Las hojas marrones, ocres y rojas de otoño se han desintegrado y no son más que montones de polvo.

El cielo ha empalidecido y empieza a nevar.

Es oficial. Es invierno.

La caída

Atravesamos lenta y atropelladamente el patio para ir a clase de francés, y esta vez es Tippi quien tropieza, se cae de bruces sobre la gravilla y yo acabo desparramada encima de ella.

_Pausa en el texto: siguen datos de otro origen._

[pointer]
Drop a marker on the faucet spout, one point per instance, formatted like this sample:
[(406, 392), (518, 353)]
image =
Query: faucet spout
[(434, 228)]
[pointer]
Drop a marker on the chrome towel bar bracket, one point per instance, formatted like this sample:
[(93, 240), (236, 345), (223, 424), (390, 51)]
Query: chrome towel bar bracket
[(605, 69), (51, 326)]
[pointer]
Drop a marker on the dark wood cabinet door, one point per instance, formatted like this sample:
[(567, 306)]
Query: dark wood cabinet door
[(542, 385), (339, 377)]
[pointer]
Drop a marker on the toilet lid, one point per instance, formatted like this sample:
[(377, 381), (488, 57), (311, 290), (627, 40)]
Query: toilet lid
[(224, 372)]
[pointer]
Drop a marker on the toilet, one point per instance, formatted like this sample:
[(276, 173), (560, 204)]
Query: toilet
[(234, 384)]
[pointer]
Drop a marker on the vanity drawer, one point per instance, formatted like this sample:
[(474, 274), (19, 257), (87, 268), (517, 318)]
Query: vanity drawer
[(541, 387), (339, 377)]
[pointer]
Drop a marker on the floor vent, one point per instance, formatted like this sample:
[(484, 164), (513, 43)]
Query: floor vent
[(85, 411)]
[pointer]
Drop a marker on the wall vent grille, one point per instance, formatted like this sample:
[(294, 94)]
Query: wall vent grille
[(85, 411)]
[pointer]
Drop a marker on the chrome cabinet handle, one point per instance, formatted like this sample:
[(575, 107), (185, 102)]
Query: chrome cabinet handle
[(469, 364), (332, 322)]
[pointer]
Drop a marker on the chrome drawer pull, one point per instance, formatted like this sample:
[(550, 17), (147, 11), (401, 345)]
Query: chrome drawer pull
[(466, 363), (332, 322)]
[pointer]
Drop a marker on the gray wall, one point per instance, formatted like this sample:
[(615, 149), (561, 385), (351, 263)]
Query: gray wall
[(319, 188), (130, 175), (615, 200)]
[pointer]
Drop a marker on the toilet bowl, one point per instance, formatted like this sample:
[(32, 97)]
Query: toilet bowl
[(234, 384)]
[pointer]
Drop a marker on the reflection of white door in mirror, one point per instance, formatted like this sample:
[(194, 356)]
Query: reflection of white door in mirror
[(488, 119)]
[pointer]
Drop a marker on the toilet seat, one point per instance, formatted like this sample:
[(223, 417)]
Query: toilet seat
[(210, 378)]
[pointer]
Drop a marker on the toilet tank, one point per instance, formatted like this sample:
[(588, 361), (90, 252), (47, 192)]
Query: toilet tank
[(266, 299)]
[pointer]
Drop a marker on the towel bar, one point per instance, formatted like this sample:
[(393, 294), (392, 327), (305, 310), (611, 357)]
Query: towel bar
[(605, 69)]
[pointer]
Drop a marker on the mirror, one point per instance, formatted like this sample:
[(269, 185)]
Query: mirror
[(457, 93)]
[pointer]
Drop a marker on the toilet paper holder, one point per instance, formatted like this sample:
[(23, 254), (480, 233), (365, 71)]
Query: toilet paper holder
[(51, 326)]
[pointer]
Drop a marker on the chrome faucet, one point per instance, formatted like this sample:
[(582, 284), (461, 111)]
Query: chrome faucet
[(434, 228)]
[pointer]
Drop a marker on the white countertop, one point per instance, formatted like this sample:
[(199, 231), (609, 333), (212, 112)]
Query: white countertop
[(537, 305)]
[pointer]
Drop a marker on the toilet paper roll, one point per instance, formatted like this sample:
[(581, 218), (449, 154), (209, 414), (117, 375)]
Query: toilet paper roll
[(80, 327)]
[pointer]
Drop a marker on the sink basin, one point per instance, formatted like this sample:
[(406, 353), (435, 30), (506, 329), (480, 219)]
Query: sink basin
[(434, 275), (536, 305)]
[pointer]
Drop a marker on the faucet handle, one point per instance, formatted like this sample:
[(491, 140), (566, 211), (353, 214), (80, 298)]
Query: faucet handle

Caroline ahoga un grito y Paul suelta la cámara, que acaba tirada en el suelo.

Espero unos segundos.

Espero a que Tippi abra los ojos, y le suelte a Caroline, como suele hacer, algo como: Estoy bien, estoy bien, para que no se acerque.

Pero no dice nada.

Caroline tira de la manga de mi camisa. —No le noto el pulso. ¿Por qué diablos no puedo notar el latido de su corazón? Y… —Por el amor de Dios, ¡que alguien llame a una ambulancia! Shane saca el teléfono para pedir ayuda.

Y la ayuda llega.

Avanzamos a toda velocidad por la autopista, en la parte trasera de una ambulancia, con un montón de cables conectados al cuerpo que no dejan de emitir sonidos, como si se tratase de una alarma de incendios.

Se me acelera el corazón,

pero espero.

Me quedo sin casi aire en los pulmones, pero espero. Espero a que Tippi abra los ojos. Pero no los abre.

Porque esta vez

no estamos bien.

Hospital

Las paredes de la habitación son blancas y están impolutas; la lejía ha borrado todo rastro del dolor de ayer.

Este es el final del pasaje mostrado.